Title: Add column 'term_lower' to taxonomy » Remove lower from taxonomy (use ILIKE on postgresql)
Priority: Normal » Critical

Retitling now dbtng is in.

David Strauss’s picture

Priority: Critical » Normal
Status: Needs work » Closed (won't fix)

I'm not sure how I missed this issue, but this is not a productive change. Our autocomplete uses a "%text%" pattern for LIKE, which MySQL cannot use an index to satisfy, whether or not we pre-compute the lowercase names and index them.

In case someone feels the need to re-open this issue, I'm reducing this to priority "normal" because taxonomy autocompletion performance is most definitely not "critical."

catch’s picture

Status: Closed (won't fix) » Active

We're still using a straight LOWER() in taxonomy_get_term_by_name(), which is used in taxonomy_node_save() on each entered free-tagging term amongst other places in contrib.

So I think it's worth having an indexable query for that, which we can do easily with the LIKE to ILIKE mapping. But indeed, autocomplete was the main win here and that's looks un-fixable.

David Strauss’s picture

The current scalability for autocompletion is at least as bad as for taxonomy_get_term_by_name(). That's a problem because, if taxonomy_get_term_by_name() gets a big win from this issue, it means we have a critical issue with slowness for autocompletion.

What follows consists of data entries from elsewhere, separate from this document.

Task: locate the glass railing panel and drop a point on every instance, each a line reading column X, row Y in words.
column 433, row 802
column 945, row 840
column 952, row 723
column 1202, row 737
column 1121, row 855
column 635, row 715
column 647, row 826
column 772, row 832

@catch You are correct. I overlooked the taxonomy_get_term_by_name() benefit, which is comparatively small to achieving an indexed autocomplete but still nontrivial.

catch’s picture

Marked #175421: taxonomy_get_term_by_name uses "wrong" SQL as duplicate - this snippet is interesting about the LIKE indexes - http://pastie.caboo.se/96865

catch’s picture

Title: Remove lower from taxonomy (use ILIKE on postgresql) » Remove lower from taxonomy autocomplete
Assigned: catch » Unassigned
Status: Active » Closed (duplicate)

taxonomy_get_term_by_name() now uses LIKE on MySQL and ILIKE on postgresql. So marking this duplicate of #343788: Taxonomy module doesn't use it's own APIs. Like David said, the autocomplete is unfixable with LIKE '%%%$string%%%'.

David Strauss’s picture

@catch Indeed.

* Before removal of LOWER() on autocomplete: O(n)
* After removal of LOWER() on autocomplete: O(n)